New rules and policies, or more forms for contractors to fill out, are not going to fix our national security crisis, and may in fact exacerbate it, if they do not focus on eliminating the financial sector’s stranglehold on the defense industry. Solutions must address Wall Street’s overwhelming power over defense contracting and marketplaces in general. The financial sector’s ability to create monopolies through consolidation and acquisitions, and its ability to control products and their innovators, like iRobot, must be broken.   

There is ample precedent for the Pentagon breaking monopoly control over products in order to create redundancy in the supply chain. One historical method was the federal regulation that allowed the Department of Defense to take ownership of specialized tooling rights to create competition in cases with specialized spare part needs from World War II through Vietnam.
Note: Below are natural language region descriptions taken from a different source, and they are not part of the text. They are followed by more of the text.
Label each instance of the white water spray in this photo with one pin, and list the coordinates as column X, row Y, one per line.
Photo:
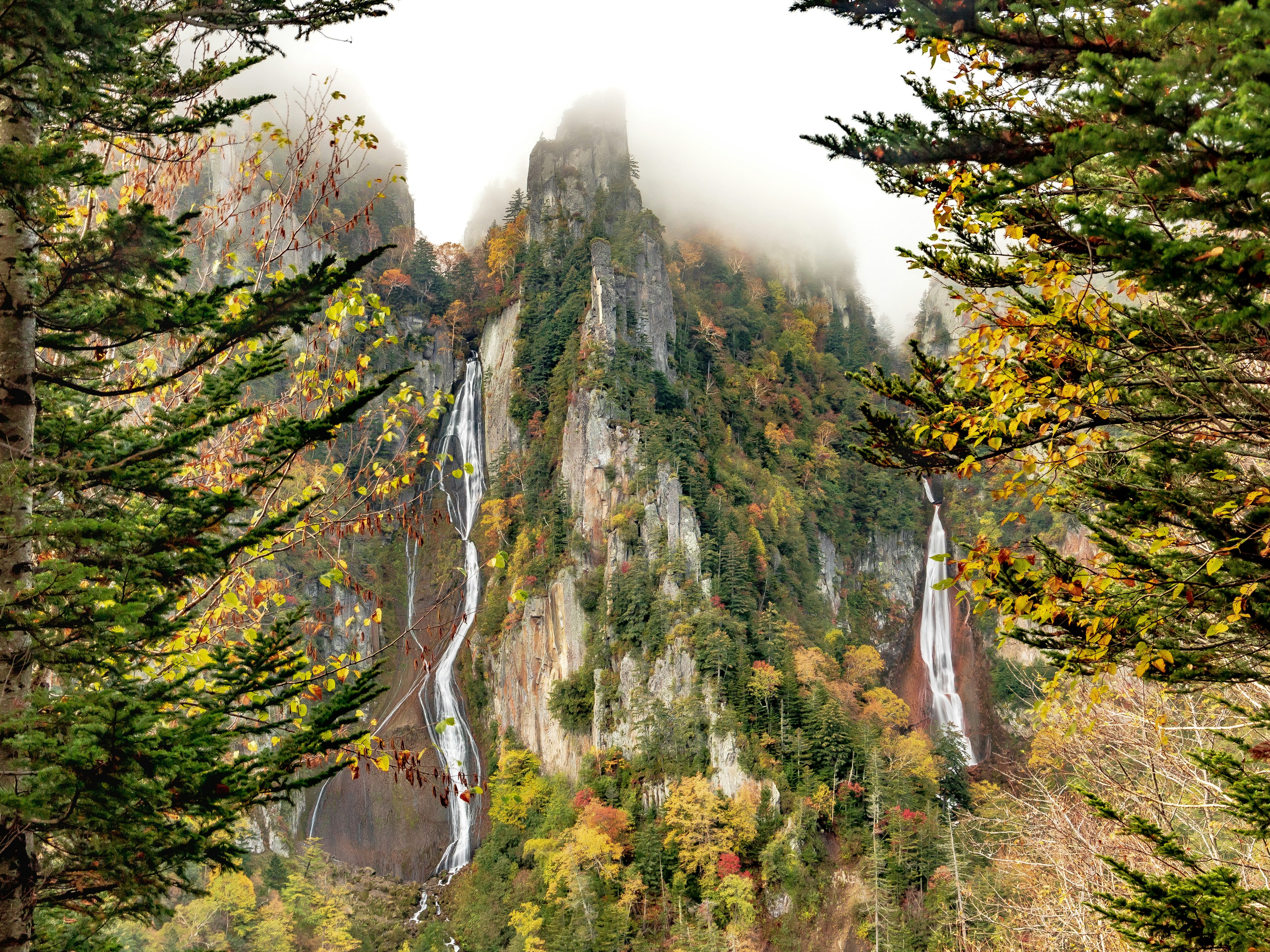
column 439, row 695
column 938, row 634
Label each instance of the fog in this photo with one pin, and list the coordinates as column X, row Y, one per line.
column 717, row 100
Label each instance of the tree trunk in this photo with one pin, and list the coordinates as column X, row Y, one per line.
column 18, row 860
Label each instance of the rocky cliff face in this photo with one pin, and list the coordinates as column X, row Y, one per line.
column 547, row 646
column 938, row 325
column 498, row 357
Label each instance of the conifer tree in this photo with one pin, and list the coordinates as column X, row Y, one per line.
column 127, row 756
column 515, row 206
column 1096, row 173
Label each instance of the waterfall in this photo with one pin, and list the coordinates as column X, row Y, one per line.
column 463, row 446
column 938, row 634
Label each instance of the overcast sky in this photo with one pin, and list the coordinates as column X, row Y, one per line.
column 717, row 97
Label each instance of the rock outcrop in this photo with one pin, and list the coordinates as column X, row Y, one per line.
column 498, row 358
column 831, row 569
column 588, row 154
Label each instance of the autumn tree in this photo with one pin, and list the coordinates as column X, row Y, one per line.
column 134, row 744
column 1095, row 180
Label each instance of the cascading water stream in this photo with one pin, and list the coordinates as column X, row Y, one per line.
column 463, row 446
column 463, row 451
column 937, row 637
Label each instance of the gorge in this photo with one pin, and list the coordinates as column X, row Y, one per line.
column 630, row 611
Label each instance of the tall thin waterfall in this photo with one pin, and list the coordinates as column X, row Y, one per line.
column 439, row 695
column 938, row 634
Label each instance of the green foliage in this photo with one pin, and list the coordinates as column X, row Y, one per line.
column 573, row 699
column 1074, row 392
column 133, row 752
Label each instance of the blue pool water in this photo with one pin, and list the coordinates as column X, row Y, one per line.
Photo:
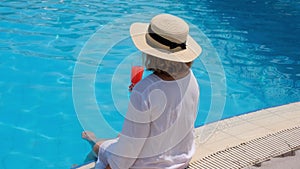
column 256, row 43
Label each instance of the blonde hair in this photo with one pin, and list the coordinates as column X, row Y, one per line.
column 166, row 67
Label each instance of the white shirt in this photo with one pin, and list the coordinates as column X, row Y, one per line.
column 158, row 129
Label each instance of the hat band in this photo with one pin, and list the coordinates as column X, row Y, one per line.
column 164, row 41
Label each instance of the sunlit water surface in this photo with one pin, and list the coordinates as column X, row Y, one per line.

Another historical example: from World War I through the end of World War II, the Navy ran its own Naval Aircraft Factory “in order to assure a part of its aircraft supply” and “to obtain cost data for the Department’s guidance in its dealings with private manufacturers.” During World War II, the US government simply built the factories that it needed.

Former Undersecretary of Defense Frank Kendall’s idea for a Pentagon veto on mergers and acquisitions that affect national security is yet another method that could be employed to prevent monopoly consolidation.  

If businesses are now beholden to the stockholder, the government could make itself a stockholder. For example, in situations like iRobot, where the government supplied initial funding, that funding could have been in exchange for stock or stock options. Willem Mesdag, the hedge fund manager who forced iRobot out of the defense business, didn’t take the original investment risk in iRobot’s R&D. In fact, Mesdag didn’t take a risk on any product innovation. The people taking risk were the founders and DARPA. Mesdag’s contribution was to pool enough money to buy 6 percent of the stock and then extract profit from the company at the expense of national security equities.

A significantly higher tax on short-term investment income and momentum trading could be helpful. Pairing that with an increase in the federal R&D tax credit could incentivize businesses to invest in research and development rather than short term gains.  

Another way to get national security out from under the yoke of the shareholder could be to create a national Constituency (Stakeholder) statute, which 13 states already have. That would allow companies to consider the concerns of stakeholders like employees or the government when making decisions, not just shareholders. A study co-authored by London Business School professor Aleksandra Kacperczyk has shown that stakeholder statutes increase patents and innovation and reduce the type of hostile takeovers that lead to monopolies.

The “drastic consolidation” of our national security industrial base, as the Pentagon report describes it, is a national security emergency. It was created by short-term profit seeking and in order to control it, Congress and the Biden administration must go after the source of the problem before it’s too late.